We have to afford a time frame for people to come in and register and at least be here and we know where they are and who they are and what their role is here in the U.S. But I reject an amnesty - that would not guarantee that we will take any particular course of action by way of an amnesty. I reject that idea that there is an automatic path to citizenship. I see no reason from that. We have Americans working all over the world as its patriots and they don’t become Frenchman, or Germans or Chinese. To the extent that they are here, they are citizens of whatever country they came from, whether it’s Canada, El Salvador, Mexico…but we have to know where they are, it’s a matter of national security. People who don’t come in and register by the appropriate time are subject to deportation. I think that is a fair thing that we can do in order to begin to deal with this other issue that we’ve allowed to get out of control over so many years…

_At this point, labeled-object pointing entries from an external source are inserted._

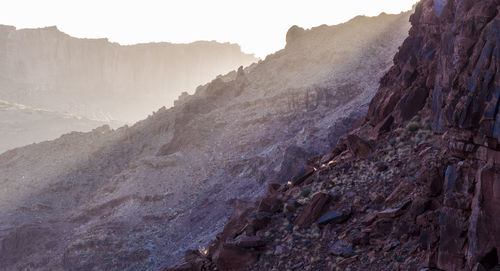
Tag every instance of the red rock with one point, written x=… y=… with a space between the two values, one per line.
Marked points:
x=232 y=257
x=274 y=188
x=317 y=207
x=270 y=205
x=250 y=242
x=358 y=146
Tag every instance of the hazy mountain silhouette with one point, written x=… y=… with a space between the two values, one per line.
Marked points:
x=135 y=198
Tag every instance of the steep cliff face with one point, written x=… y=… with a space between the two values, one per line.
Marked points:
x=416 y=186
x=94 y=78
x=137 y=197
x=449 y=67
x=21 y=125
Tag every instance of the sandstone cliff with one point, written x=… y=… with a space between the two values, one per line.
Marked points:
x=135 y=198
x=97 y=79
x=21 y=125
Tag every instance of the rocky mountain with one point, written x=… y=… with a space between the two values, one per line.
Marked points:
x=97 y=79
x=414 y=186
x=137 y=197
x=22 y=125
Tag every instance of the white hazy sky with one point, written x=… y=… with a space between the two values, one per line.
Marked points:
x=259 y=26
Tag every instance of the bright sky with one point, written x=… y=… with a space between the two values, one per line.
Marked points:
x=259 y=26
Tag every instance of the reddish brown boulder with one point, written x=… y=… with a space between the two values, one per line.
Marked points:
x=270 y=204
x=358 y=146
x=234 y=258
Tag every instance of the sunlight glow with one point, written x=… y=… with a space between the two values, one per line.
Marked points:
x=259 y=26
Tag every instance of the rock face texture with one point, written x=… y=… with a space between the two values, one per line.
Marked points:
x=424 y=193
x=97 y=79
x=449 y=66
x=21 y=125
x=137 y=197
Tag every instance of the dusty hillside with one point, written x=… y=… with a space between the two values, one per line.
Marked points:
x=21 y=125
x=137 y=197
x=416 y=186
x=97 y=79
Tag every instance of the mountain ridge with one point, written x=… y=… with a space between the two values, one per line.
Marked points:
x=127 y=198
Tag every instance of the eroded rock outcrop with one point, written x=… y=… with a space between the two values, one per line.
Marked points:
x=420 y=174
x=137 y=197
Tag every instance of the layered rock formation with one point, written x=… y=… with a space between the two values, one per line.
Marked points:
x=137 y=197
x=21 y=125
x=415 y=187
x=97 y=79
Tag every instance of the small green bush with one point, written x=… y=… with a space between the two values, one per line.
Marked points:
x=413 y=127
x=305 y=193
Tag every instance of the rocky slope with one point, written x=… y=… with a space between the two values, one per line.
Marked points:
x=137 y=197
x=416 y=186
x=22 y=125
x=97 y=79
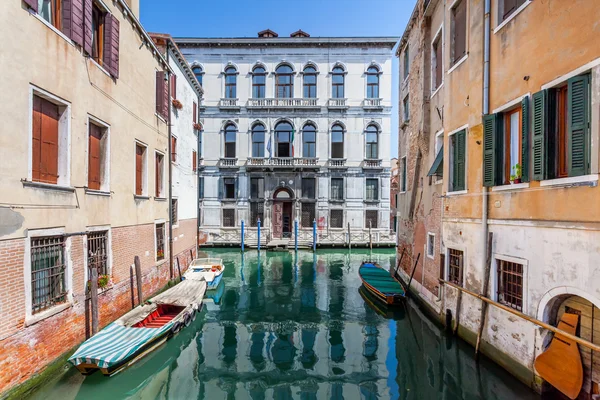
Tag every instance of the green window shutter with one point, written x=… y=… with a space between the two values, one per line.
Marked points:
x=525 y=139
x=578 y=125
x=489 y=149
x=459 y=161
x=539 y=126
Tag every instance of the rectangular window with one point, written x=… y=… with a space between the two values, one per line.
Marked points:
x=97 y=156
x=336 y=218
x=308 y=188
x=160 y=242
x=337 y=189
x=97 y=248
x=406 y=64
x=437 y=62
x=372 y=189
x=430 y=245
x=159 y=172
x=140 y=169
x=455 y=266
x=371 y=218
x=229 y=217
x=174 y=211
x=510 y=284
x=229 y=188
x=257 y=188
x=48 y=266
x=308 y=215
x=458 y=159
x=459 y=31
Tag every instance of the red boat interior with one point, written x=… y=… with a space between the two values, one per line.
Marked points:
x=159 y=317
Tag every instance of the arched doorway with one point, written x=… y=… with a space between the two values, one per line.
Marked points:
x=282 y=213
x=573 y=301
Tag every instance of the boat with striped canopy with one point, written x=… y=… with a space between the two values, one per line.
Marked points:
x=381 y=284
x=140 y=331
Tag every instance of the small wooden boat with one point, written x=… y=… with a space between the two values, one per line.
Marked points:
x=560 y=365
x=140 y=331
x=381 y=284
x=208 y=269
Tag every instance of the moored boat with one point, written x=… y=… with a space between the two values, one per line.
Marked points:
x=208 y=269
x=381 y=284
x=141 y=330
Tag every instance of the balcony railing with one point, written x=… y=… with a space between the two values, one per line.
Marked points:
x=372 y=103
x=337 y=162
x=337 y=103
x=282 y=103
x=282 y=162
x=228 y=162
x=229 y=103
x=371 y=163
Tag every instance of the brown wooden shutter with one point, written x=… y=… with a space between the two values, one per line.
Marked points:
x=95 y=137
x=111 y=45
x=72 y=13
x=87 y=26
x=139 y=165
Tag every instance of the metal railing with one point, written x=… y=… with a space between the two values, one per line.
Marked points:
x=282 y=103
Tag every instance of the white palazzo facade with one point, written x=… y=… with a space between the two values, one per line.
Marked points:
x=294 y=129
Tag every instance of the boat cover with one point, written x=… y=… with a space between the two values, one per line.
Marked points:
x=118 y=341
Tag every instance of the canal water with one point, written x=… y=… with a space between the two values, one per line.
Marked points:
x=285 y=326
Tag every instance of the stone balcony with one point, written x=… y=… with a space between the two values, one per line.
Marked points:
x=282 y=103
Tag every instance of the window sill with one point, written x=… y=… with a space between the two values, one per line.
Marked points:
x=94 y=192
x=513 y=15
x=513 y=186
x=572 y=180
x=35 y=318
x=48 y=186
x=457 y=64
x=456 y=193
x=49 y=25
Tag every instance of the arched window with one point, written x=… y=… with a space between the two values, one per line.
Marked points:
x=309 y=141
x=372 y=142
x=230 y=137
x=230 y=83
x=284 y=83
x=337 y=83
x=310 y=83
x=258 y=140
x=258 y=83
x=197 y=70
x=372 y=83
x=337 y=141
x=284 y=137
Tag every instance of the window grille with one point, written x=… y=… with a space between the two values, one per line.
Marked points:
x=98 y=252
x=510 y=284
x=47 y=272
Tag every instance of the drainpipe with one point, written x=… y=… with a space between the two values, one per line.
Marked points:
x=486 y=110
x=171 y=274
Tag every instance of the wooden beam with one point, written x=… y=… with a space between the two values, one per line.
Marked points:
x=535 y=321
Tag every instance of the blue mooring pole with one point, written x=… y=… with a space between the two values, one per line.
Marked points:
x=296 y=235
x=258 y=224
x=314 y=235
x=242 y=236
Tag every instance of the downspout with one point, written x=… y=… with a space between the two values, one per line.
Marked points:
x=486 y=110
x=171 y=274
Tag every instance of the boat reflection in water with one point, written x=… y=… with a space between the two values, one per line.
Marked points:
x=297 y=326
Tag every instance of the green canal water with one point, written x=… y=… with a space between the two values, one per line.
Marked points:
x=297 y=327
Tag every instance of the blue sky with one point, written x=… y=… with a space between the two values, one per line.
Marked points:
x=240 y=18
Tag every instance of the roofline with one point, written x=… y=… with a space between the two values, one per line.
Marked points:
x=349 y=41
x=181 y=61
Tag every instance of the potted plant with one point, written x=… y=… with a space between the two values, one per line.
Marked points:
x=177 y=104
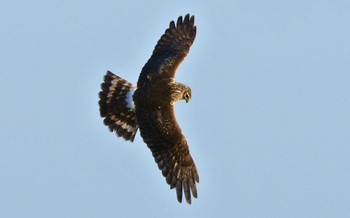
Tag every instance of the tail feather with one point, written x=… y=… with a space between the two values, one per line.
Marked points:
x=117 y=106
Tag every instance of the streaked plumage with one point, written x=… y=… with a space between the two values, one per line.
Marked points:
x=151 y=107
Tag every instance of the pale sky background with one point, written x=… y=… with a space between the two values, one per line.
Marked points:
x=268 y=124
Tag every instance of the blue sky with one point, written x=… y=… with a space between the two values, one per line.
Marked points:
x=268 y=123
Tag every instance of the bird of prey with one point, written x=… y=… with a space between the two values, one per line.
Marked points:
x=150 y=107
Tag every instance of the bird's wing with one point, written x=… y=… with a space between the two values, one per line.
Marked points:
x=170 y=50
x=116 y=106
x=169 y=147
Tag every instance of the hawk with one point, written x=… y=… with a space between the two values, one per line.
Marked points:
x=150 y=107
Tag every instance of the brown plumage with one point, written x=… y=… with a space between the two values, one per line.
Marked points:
x=151 y=107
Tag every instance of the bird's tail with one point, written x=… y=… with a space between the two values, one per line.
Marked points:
x=117 y=106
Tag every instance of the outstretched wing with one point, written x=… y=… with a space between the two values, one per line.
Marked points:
x=170 y=50
x=116 y=106
x=169 y=147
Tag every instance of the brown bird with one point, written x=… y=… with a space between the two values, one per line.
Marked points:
x=150 y=107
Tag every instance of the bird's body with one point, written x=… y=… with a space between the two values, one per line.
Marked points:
x=150 y=107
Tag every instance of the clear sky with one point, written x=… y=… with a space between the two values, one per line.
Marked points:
x=268 y=124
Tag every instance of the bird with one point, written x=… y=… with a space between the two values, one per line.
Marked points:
x=149 y=107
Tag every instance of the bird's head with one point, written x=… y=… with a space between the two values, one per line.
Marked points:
x=180 y=92
x=187 y=94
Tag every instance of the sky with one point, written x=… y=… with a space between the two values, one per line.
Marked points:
x=268 y=123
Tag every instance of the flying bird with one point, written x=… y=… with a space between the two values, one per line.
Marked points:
x=150 y=107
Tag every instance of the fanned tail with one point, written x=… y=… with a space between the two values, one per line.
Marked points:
x=117 y=106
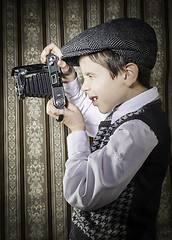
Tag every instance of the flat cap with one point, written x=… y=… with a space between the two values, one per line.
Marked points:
x=131 y=38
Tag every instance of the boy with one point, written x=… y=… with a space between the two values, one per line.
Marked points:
x=114 y=185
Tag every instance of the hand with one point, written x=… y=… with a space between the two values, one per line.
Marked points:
x=68 y=72
x=73 y=118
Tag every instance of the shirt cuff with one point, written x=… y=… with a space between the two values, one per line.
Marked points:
x=78 y=142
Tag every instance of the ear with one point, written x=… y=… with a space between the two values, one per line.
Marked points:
x=131 y=74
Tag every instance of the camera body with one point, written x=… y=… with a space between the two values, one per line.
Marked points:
x=41 y=80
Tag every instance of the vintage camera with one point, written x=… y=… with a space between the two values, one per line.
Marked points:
x=41 y=80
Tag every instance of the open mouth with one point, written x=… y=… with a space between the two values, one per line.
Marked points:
x=94 y=100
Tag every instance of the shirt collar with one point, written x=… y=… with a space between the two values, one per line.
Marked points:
x=135 y=103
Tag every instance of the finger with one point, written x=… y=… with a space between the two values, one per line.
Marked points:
x=48 y=49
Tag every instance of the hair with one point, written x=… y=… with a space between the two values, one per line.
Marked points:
x=115 y=64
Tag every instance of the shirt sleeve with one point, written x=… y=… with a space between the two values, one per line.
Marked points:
x=91 y=114
x=93 y=180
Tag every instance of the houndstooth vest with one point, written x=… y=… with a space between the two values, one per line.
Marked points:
x=109 y=222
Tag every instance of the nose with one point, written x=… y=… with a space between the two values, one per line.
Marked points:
x=85 y=86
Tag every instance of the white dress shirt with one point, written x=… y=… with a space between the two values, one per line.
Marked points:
x=93 y=180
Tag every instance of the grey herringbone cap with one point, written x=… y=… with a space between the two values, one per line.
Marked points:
x=131 y=38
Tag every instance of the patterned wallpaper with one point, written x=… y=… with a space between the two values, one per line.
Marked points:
x=34 y=146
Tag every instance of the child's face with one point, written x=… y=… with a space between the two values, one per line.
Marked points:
x=104 y=91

So you’re saying the 12 million are all subject to deportation then?

Gilmore: Unless they come in and register and get themselves under American law….  Thirdly, we can have an immigration reform up the road, we can address that issue but we have had no national discussion with the American people about what an appropriate immigration reform would be so why in the world do we think we’re going to pass it in the Congress over here in two weeks? We have no consensus on this in the U.S. of America today, no discussion that’s gone on the build any political consensus on this and we can do that up the road but right now we have to control the border, we have to identify where people are. The warning to them is that unless they do that they are in fact subject to deportation and then we can address the issue of how we want to handle it - but it is not an automatic path to citizenship and it is not an amnesty. And that is my view.

Is it a question for the government to answer or is this something that businesses should share responsibility?

Gilmore: Thank you for reminding me. Another element of that, of course, is that we should require employers to participate exactly in this national program: that they cannot hire illegal aliens and they should be subject to severe criminal penalties if they do. Meanwhile, we can address the issue of what component they might play in this registration - if somebody comes in and registers and says, “Yeah but I work for Mr. Jones up the street doing construction” - I think that’d probably be a valid thing for us to know.

Just before we leave that on the deportation issue, in his last question at his last televised news conference - President Bush, when he made his pitch for his comprehensive guest-worker program, he said, “We can’t deport all 12 million of these people who are all here - some say we should but we can’t do it” - it’s almost a verbatim quote.

Gilmore: I understand...look, I understand the practical problems of that. I would hate to see the United States of America putting 12 million people on a Greyhound bus. I would like to find a better way than that to deal with it.

Many people say that if you enforce the law with the businesses that these illegals will deport themselves, do you agree with that?

Gilmore: Well I know this, let me preface by saying, this policy I believe is a good policy but I am not intending to send a message of dislike or hatred to any ethnic group -Hispanics or anyone else. I’ve had a long history or being able to draw people into my governance programs and my politics - from the African American community to the Hispanic community and other places as well - people of the Middle East - and I want to send a message that we have to find a way that we can draw people into the life of the country. But not at the expense of a program that says that we are going to allow people to break the law and that all is forgiven. That is not the right tradeoff on this.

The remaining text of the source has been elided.